Le 11 juin 2007, à l’Elysée, Nicolas Sarkozy annonce un assouplissement de la carte scolaire, dès la rentrée de septembre 2007 comme si cela était une urgence nationale alors que les parents du public ne sont pas demandeurs et notamment la première fédération, la FCPE. Un mois plus tard, il fixe une mission au ministre de l’éducation nationale qui montre à l’évidence son soucis de favoriser la concurrence de l’école privée avec l’école publique : « S'agissant de l'enseignement sous contrat, qui répond à certaines attentes des familles, vous ne dissuaderez pas les établissements privés de s'installer dans des quartiers en difficulté et, au contraire, vous soutiendrez, lorsqu'ils existent, de tels projets d'installation, dans le respect des grands équilibres nationaux. »
Avec sa « laïcité positive », il essaye de gommer ses tentatives de démolition de l’école publique.
François Fillon son premier ministre a fait adopter la loi Carle qui oblige les communes à financer les établissements scolaires confessionnels pour des élèves dont les parents ont choisi de mettre leur enfant dans une école privée hors de la commune de résidence… Le privé échappe aussi à toute carte scolaire... Très laïque tout ça: Liberté ... de contourner la loi de 1905, égalité...surtout pour faire payer les autres contribuables pour un choix personnel, fraternité...du moment qu'on ne se retrouve pas avec les autres élèves de l'école publique afin de pouvoir se retrouver entre soi, catholiques, juifs ...Ce ne sont que des exemples parmi d’autres.

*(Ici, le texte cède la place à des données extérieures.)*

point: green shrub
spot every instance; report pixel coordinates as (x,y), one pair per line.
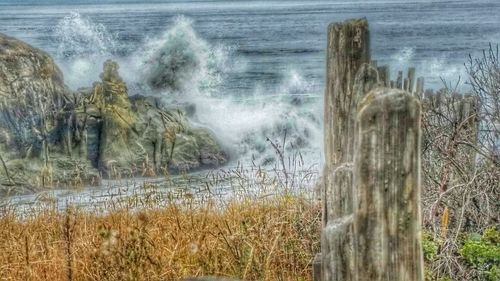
(483,252)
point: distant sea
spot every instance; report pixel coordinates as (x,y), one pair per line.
(261,63)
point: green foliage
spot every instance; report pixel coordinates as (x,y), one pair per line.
(483,252)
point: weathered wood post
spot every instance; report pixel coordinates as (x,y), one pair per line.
(387,188)
(347,51)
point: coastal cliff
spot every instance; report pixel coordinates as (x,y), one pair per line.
(51,135)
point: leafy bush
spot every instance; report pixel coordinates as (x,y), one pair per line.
(483,252)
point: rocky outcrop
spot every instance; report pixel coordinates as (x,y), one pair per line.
(50,135)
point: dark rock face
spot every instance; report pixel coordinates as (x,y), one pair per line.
(50,135)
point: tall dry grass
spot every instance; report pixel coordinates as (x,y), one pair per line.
(269,239)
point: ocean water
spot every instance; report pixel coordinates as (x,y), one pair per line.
(253,69)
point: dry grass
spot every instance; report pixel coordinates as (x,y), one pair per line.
(271,239)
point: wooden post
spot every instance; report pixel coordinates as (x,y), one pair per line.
(387,188)
(384,75)
(411,80)
(349,75)
(420,87)
(348,48)
(399,81)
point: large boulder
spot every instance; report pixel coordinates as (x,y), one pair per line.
(51,136)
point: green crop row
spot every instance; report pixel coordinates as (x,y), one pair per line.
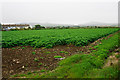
(81,65)
(50,38)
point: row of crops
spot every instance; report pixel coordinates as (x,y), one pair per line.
(50,38)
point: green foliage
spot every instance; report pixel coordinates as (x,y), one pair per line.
(40,64)
(57,56)
(81,65)
(13,48)
(33,53)
(41,57)
(23,47)
(50,38)
(48,52)
(65,52)
(42,70)
(37,27)
(35,59)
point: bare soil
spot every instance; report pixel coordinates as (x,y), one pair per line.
(17,60)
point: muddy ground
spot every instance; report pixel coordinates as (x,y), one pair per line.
(24,59)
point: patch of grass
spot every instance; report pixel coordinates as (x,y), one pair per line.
(42,70)
(65,52)
(29,73)
(40,64)
(33,53)
(55,52)
(80,51)
(23,47)
(35,59)
(57,56)
(90,48)
(34,48)
(96,46)
(41,57)
(48,52)
(13,48)
(117,56)
(94,50)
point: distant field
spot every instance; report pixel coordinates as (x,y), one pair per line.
(50,38)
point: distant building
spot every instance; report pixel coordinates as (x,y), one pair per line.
(14,26)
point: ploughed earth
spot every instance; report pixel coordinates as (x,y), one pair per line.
(24,59)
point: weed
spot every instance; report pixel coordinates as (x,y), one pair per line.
(48,52)
(41,57)
(35,59)
(29,73)
(65,52)
(57,56)
(23,47)
(42,70)
(55,52)
(90,48)
(40,64)
(33,53)
(13,48)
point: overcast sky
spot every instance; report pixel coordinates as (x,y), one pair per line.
(59,11)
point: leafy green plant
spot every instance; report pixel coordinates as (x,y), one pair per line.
(35,59)
(42,70)
(41,57)
(40,64)
(65,52)
(33,53)
(57,56)
(13,48)
(23,47)
(48,52)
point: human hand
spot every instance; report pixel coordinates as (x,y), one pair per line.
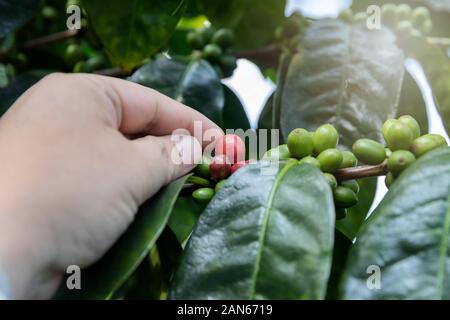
(71,181)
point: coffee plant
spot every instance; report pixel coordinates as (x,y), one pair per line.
(290,221)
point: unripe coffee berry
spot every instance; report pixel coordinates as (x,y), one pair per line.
(330,160)
(389,180)
(223,38)
(300,143)
(203,195)
(341,213)
(278,153)
(412,124)
(232,146)
(427,143)
(219,185)
(310,160)
(351,184)
(195,40)
(344,197)
(399,161)
(369,151)
(325,137)
(220,167)
(331,180)
(399,136)
(212,52)
(386,125)
(348,160)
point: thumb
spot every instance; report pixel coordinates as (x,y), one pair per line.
(167,158)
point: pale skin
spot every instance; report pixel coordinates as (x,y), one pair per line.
(73,172)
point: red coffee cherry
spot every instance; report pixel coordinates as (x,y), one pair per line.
(232,146)
(235,167)
(220,167)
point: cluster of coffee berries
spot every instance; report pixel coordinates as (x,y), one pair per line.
(404,145)
(214,46)
(319,148)
(401,18)
(211,174)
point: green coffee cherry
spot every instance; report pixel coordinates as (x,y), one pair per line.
(426,143)
(203,195)
(399,161)
(300,143)
(419,16)
(331,180)
(330,160)
(195,40)
(344,197)
(73,53)
(325,137)
(212,52)
(388,152)
(412,124)
(403,12)
(346,16)
(348,160)
(206,33)
(278,153)
(388,14)
(219,185)
(426,27)
(351,184)
(49,13)
(389,180)
(223,38)
(387,124)
(341,213)
(80,66)
(399,136)
(310,160)
(202,168)
(369,151)
(198,181)
(228,64)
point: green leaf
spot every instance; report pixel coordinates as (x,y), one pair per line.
(265,235)
(233,115)
(14,13)
(196,85)
(17,86)
(132,32)
(184,216)
(253,21)
(101,280)
(345,75)
(412,102)
(342,245)
(356,215)
(407,237)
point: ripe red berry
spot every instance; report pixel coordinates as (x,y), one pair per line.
(235,167)
(232,146)
(220,167)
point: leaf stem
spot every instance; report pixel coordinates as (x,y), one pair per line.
(361,172)
(439,41)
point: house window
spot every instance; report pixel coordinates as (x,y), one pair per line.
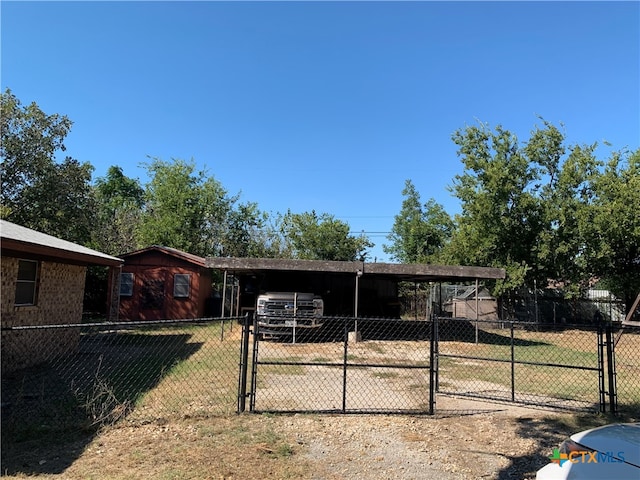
(126,284)
(181,284)
(27,283)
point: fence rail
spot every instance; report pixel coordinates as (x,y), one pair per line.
(87,375)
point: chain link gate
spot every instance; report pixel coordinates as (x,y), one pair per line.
(347,365)
(352,365)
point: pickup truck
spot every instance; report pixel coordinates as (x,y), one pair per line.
(279,313)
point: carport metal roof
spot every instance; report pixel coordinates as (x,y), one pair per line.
(418,272)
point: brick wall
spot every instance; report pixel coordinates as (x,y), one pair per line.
(58,301)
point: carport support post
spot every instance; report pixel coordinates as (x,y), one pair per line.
(477,311)
(224,294)
(432,363)
(358,275)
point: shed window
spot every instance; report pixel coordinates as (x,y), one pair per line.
(181,283)
(27,283)
(126,284)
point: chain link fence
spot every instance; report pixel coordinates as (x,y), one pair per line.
(533,364)
(91,375)
(85,376)
(346,365)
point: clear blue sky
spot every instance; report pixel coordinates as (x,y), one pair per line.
(325,106)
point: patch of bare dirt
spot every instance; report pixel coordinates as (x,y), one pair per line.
(488,441)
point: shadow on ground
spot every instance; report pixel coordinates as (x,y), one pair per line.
(549,432)
(53,411)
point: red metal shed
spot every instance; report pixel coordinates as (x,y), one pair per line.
(159,283)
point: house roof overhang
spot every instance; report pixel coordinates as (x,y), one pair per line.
(173,252)
(17,241)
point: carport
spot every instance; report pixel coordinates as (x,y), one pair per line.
(349,288)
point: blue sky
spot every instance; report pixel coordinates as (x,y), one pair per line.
(325,106)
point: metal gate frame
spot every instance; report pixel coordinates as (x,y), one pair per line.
(249,363)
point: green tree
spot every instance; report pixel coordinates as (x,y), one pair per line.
(184,209)
(501,215)
(37,191)
(322,237)
(419,231)
(119,200)
(244,235)
(610,226)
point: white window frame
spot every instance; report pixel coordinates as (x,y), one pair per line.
(27,285)
(179,286)
(129,291)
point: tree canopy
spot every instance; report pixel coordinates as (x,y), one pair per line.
(419,231)
(36,190)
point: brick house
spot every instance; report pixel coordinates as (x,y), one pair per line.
(159,283)
(43,280)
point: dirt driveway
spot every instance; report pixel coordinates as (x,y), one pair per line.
(488,441)
(478,441)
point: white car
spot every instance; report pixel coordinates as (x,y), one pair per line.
(608,452)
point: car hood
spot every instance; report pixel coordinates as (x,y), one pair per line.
(623,438)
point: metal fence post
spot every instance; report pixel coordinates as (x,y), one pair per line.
(513,366)
(601,381)
(345,358)
(611,370)
(244,361)
(432,364)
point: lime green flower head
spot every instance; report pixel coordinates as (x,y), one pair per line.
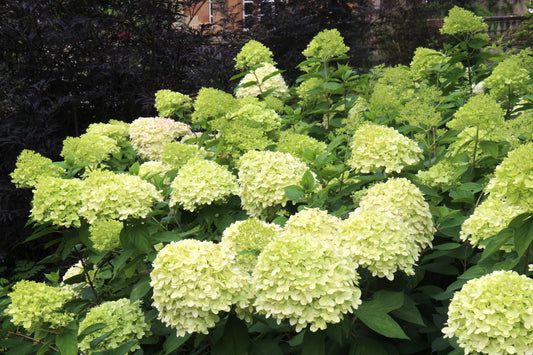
(403,199)
(246,239)
(306,281)
(89,148)
(57,201)
(32,166)
(302,146)
(177,154)
(460,21)
(493,314)
(212,103)
(124,319)
(381,242)
(327,44)
(489,218)
(170,103)
(35,305)
(253,53)
(193,281)
(481,111)
(262,85)
(105,234)
(263,175)
(202,182)
(107,195)
(379,148)
(150,134)
(513,178)
(117,130)
(315,222)
(509,78)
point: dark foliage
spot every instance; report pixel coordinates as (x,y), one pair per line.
(288,27)
(66,64)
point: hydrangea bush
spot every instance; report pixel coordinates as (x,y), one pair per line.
(379,212)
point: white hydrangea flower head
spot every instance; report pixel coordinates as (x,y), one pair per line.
(315,222)
(105,234)
(381,242)
(202,182)
(107,195)
(258,75)
(35,305)
(513,178)
(306,281)
(405,200)
(149,135)
(493,314)
(263,175)
(489,218)
(246,239)
(57,201)
(193,281)
(124,318)
(89,148)
(379,148)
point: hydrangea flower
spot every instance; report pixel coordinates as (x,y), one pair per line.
(315,222)
(105,234)
(489,218)
(202,182)
(493,314)
(107,195)
(212,103)
(169,103)
(252,126)
(513,178)
(57,201)
(381,242)
(150,134)
(193,281)
(117,130)
(125,319)
(246,239)
(379,148)
(32,166)
(263,175)
(306,281)
(253,53)
(275,83)
(403,199)
(89,148)
(460,21)
(481,111)
(302,146)
(36,305)
(327,44)
(177,154)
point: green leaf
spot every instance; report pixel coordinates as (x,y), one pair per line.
(172,343)
(140,289)
(295,193)
(314,343)
(489,148)
(67,342)
(523,236)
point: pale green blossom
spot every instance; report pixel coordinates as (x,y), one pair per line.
(32,166)
(200,183)
(378,148)
(493,314)
(126,321)
(193,282)
(306,281)
(35,305)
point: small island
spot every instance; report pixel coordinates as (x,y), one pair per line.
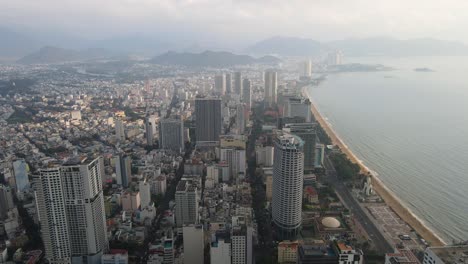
(423,70)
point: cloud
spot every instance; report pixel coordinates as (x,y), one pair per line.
(242,20)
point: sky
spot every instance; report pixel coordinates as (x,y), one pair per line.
(240,21)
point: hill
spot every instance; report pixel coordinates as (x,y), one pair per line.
(51,55)
(380,46)
(210,59)
(287,46)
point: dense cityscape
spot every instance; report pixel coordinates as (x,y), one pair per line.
(167,164)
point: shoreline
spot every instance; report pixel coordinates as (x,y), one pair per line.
(383,191)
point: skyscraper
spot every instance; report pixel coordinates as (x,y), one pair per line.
(149,131)
(307,132)
(208,119)
(238,84)
(271,87)
(298,107)
(194,244)
(220,84)
(241,118)
(71,211)
(228,83)
(50,200)
(307,70)
(288,176)
(6,201)
(20,168)
(186,198)
(171,134)
(119,130)
(123,169)
(247,94)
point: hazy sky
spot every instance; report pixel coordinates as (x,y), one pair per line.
(240,21)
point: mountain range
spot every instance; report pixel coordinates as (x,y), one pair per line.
(210,59)
(36,48)
(379,46)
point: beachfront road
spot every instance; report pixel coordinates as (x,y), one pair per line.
(381,244)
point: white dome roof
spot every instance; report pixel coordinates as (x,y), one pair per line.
(331,222)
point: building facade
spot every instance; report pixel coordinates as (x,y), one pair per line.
(208,120)
(171,135)
(288,176)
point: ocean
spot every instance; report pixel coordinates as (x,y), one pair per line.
(411,128)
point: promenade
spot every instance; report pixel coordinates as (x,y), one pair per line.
(387,195)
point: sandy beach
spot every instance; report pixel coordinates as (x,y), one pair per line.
(387,195)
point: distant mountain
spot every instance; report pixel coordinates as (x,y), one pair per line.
(395,47)
(359,47)
(14,45)
(210,59)
(51,55)
(287,46)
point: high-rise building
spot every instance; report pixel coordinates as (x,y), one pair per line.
(298,107)
(6,201)
(20,168)
(119,130)
(307,70)
(235,158)
(220,84)
(208,119)
(186,198)
(145,193)
(287,252)
(238,84)
(228,83)
(149,131)
(50,200)
(194,244)
(241,118)
(220,251)
(247,93)
(123,169)
(307,132)
(319,155)
(271,87)
(70,204)
(288,176)
(171,134)
(241,244)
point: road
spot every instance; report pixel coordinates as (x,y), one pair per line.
(379,241)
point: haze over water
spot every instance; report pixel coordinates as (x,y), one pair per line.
(412,129)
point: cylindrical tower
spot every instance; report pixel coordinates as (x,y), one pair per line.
(288,177)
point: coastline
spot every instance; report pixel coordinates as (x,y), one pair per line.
(387,195)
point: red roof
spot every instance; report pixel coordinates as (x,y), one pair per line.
(309,190)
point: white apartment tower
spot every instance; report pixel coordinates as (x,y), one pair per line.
(119,130)
(186,198)
(71,211)
(307,68)
(247,93)
(220,84)
(149,131)
(171,134)
(51,210)
(271,87)
(208,123)
(288,176)
(194,244)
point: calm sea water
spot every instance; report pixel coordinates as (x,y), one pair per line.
(412,129)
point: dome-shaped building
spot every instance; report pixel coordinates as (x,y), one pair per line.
(330,222)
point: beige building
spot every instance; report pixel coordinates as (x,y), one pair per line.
(287,251)
(131,201)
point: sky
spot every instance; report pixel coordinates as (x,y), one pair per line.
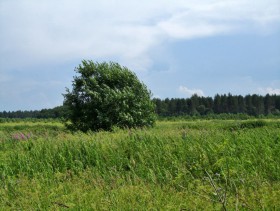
(177,48)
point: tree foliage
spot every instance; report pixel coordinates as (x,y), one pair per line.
(106,95)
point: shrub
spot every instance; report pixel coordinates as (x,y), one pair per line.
(107,95)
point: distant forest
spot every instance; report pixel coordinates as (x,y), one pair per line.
(253,105)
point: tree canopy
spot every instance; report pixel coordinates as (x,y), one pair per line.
(107,95)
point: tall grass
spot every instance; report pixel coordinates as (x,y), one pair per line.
(215,164)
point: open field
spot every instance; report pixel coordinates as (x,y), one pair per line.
(178,165)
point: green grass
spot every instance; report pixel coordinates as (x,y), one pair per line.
(202,164)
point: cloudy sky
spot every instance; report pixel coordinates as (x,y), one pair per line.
(177,48)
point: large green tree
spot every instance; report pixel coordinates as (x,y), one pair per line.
(107,95)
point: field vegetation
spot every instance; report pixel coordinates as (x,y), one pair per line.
(177,165)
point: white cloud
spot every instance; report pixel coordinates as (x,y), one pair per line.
(269,90)
(190,92)
(51,31)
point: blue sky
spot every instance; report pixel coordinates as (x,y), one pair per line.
(177,48)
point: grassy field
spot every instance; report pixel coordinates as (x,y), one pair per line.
(178,165)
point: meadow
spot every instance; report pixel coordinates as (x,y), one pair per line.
(177,165)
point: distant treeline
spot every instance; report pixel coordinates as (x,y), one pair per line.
(253,105)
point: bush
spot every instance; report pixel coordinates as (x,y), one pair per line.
(107,95)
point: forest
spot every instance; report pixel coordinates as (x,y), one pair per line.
(252,105)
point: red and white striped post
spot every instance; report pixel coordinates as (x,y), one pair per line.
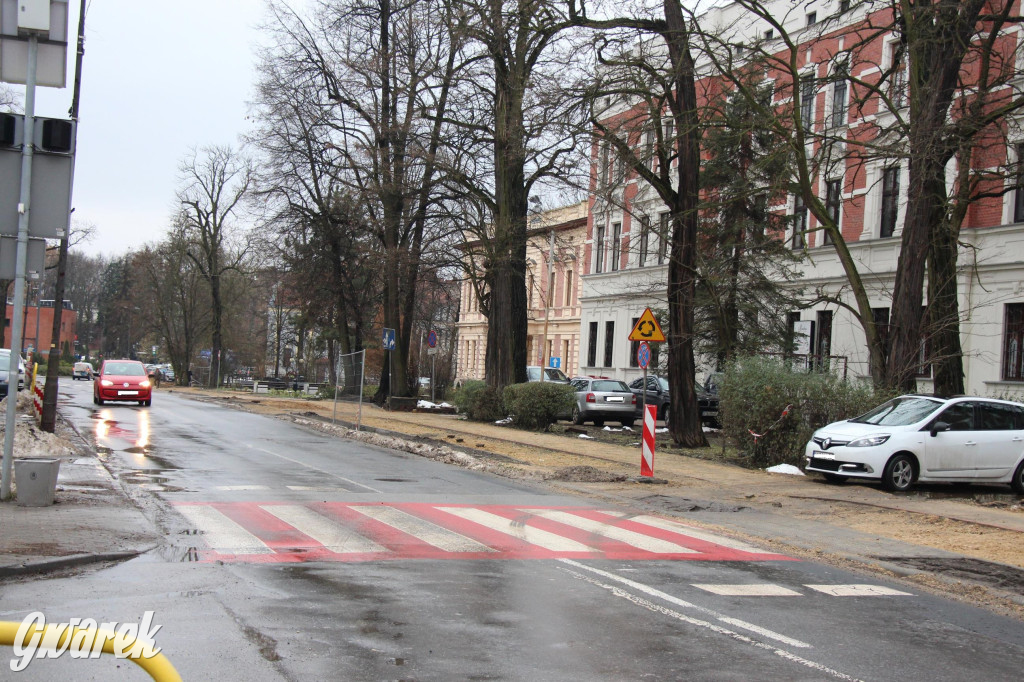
(647,452)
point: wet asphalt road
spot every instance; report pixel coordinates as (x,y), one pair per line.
(291,555)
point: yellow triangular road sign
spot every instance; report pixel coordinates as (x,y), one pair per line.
(647,329)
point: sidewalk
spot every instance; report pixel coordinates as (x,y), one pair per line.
(92,520)
(954,546)
(941,538)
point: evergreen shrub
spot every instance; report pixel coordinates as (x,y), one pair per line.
(538,405)
(756,391)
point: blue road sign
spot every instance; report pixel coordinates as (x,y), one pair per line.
(643,354)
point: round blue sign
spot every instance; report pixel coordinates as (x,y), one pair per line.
(643,354)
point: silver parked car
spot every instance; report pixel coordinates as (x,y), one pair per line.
(600,399)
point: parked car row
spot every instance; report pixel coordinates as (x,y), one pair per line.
(925,438)
(5,369)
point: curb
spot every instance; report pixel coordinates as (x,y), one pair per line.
(48,565)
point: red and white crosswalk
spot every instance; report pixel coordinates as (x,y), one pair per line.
(273,531)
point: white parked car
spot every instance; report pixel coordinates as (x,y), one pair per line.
(924,438)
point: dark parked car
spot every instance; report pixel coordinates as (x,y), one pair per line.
(657,394)
(550,374)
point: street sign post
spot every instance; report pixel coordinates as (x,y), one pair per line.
(647,329)
(647,449)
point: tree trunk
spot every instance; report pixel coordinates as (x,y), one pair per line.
(943,308)
(685,415)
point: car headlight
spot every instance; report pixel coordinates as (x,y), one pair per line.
(868,441)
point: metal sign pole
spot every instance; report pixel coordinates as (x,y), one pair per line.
(20,264)
(363,374)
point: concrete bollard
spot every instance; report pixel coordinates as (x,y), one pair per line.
(36,481)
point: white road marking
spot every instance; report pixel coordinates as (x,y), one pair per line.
(619,592)
(221,533)
(632,538)
(757,590)
(519,530)
(646,589)
(331,535)
(309,466)
(858,591)
(689,530)
(442,539)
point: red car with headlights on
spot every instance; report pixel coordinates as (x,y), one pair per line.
(122,380)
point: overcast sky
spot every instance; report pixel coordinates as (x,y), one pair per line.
(159,79)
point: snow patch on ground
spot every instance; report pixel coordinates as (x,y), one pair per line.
(786,469)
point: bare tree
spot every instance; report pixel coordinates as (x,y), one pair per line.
(384,73)
(215,180)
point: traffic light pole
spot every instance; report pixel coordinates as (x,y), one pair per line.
(20,265)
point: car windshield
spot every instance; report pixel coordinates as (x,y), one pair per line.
(609,385)
(124,369)
(900,412)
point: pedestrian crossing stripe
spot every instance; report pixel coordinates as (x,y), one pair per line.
(276,531)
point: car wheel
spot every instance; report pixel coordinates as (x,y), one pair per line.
(898,474)
(1018,482)
(577,417)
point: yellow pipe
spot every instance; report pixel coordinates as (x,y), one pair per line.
(158,666)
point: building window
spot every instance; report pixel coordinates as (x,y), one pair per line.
(840,87)
(881,318)
(822,341)
(897,83)
(602,170)
(834,200)
(799,222)
(1019,193)
(634,346)
(645,239)
(1013,342)
(616,241)
(609,342)
(890,201)
(663,238)
(592,346)
(807,94)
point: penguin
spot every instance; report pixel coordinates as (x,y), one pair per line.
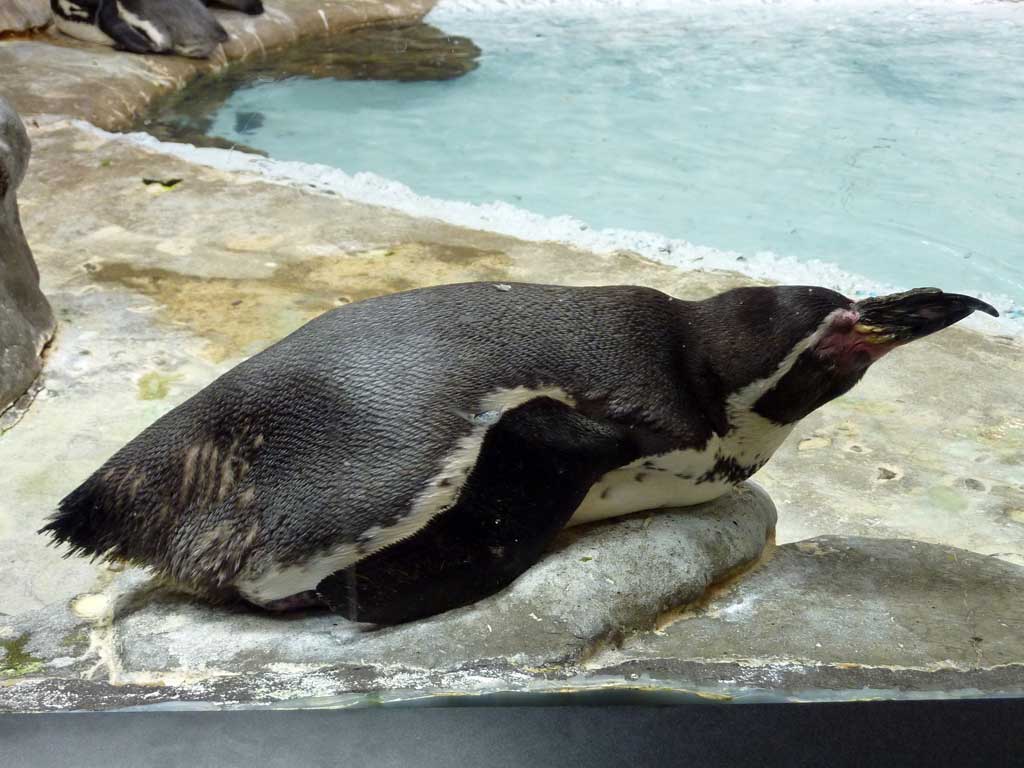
(414,453)
(252,7)
(183,27)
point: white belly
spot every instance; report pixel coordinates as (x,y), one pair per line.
(83,31)
(675,479)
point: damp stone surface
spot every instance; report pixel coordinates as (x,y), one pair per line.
(26,318)
(900,506)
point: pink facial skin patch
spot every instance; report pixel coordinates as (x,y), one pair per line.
(850,343)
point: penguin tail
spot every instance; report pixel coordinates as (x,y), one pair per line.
(82,522)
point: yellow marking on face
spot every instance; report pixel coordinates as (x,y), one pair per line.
(879,338)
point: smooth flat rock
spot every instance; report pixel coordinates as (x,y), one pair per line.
(845,613)
(26,318)
(23,15)
(597,586)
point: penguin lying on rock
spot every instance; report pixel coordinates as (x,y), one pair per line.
(410,454)
(183,27)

Le 20 décembre 2007, au palais de Saint-Jean de Latran, au Vatican, Nicolas Sarkozy, président de la République française, ne refuse pas, bien au contraire, d’être intronisé « chanoine honoraire »* Il prend possession de sa "stalle"** lors d'une cérémonie d'intronisation très religieuse. A cette occasion, il déclare que « la laïcité n'a pas le pouvoir de couper la France de ses racines chrétiennes. Elle a tenté de le faire. Elle n'aurait pas dû ».
(Stalles du chœur de l'église abbatiale de Moyenmoutier (xviie siècle) auteur Ji-Elle, domaine public)
Il invente le concept de « laïcité positive » et de manière stupéfiante pour tous les laïques affirme : « un homme qui croit est un homme qui espère. L'intérêt de la République, c'est qu'il y ait beaucoup d'hommes et de femmes qui espèrent (...) ». Espérance que la République, sorte de monstre froid, aux valeurs morales déconnectées de toute transcendance, ne saurait nourrir ... Et puis je veux dire également que, s'il existe incontestablement une morale humaine indépendante de la morale religieuse, la République a intérêt à ce qu'il existe aussi une réflexion morale inspirée de convictions religieuses. D'abord parce que la morale laïque risque toujours de s'épuiser quand elle n'est pas adossée à une espérance qui comble l'aspiration à l'infini. Ensuite et surtout parce qu'une morale dépourvue de liens avec la transcendance est davantage exposée aux contingences historiques et finalement à la facilité."
Le summum de cette plaidoirie que j’estime anti laïque fut quand il donna sa conception de la transmissions des valeurs qu’en tant qu’ancien instituteur, professeur des écoles, j’ai été ébahi d’entendre :
« Dans la transmission des valeurs et dans l'apprentissage de la différence entre le bien et le mal, l'instituteur ne pourra jamais remplacer le curé parce qu'il lui manquera toujours la radicalité du sacrifice de sa vie ». Pour lui donc, le prédicateur qui évangélise est supérieur à l'instituteur qui éduque !
(photo transformée de Moritz Hager, CC BY-SA 2.0 )
Tout cela était bien dans la droite ligne de ce qu’il avait co-écrit en 2004, avec Thibault Collin dans un livre intitulé « Les religions, la République, l'espérance » dans lequel on peut lire : « Le besoin spirituel, l'espérance, ne sont pas satisfaits par l'idéal républicain. La République est une façon d'organiser l'univers temporel (...). Elle n'est pas la finalité de l'homme ». Une République qui « ignore le bien et le mal ».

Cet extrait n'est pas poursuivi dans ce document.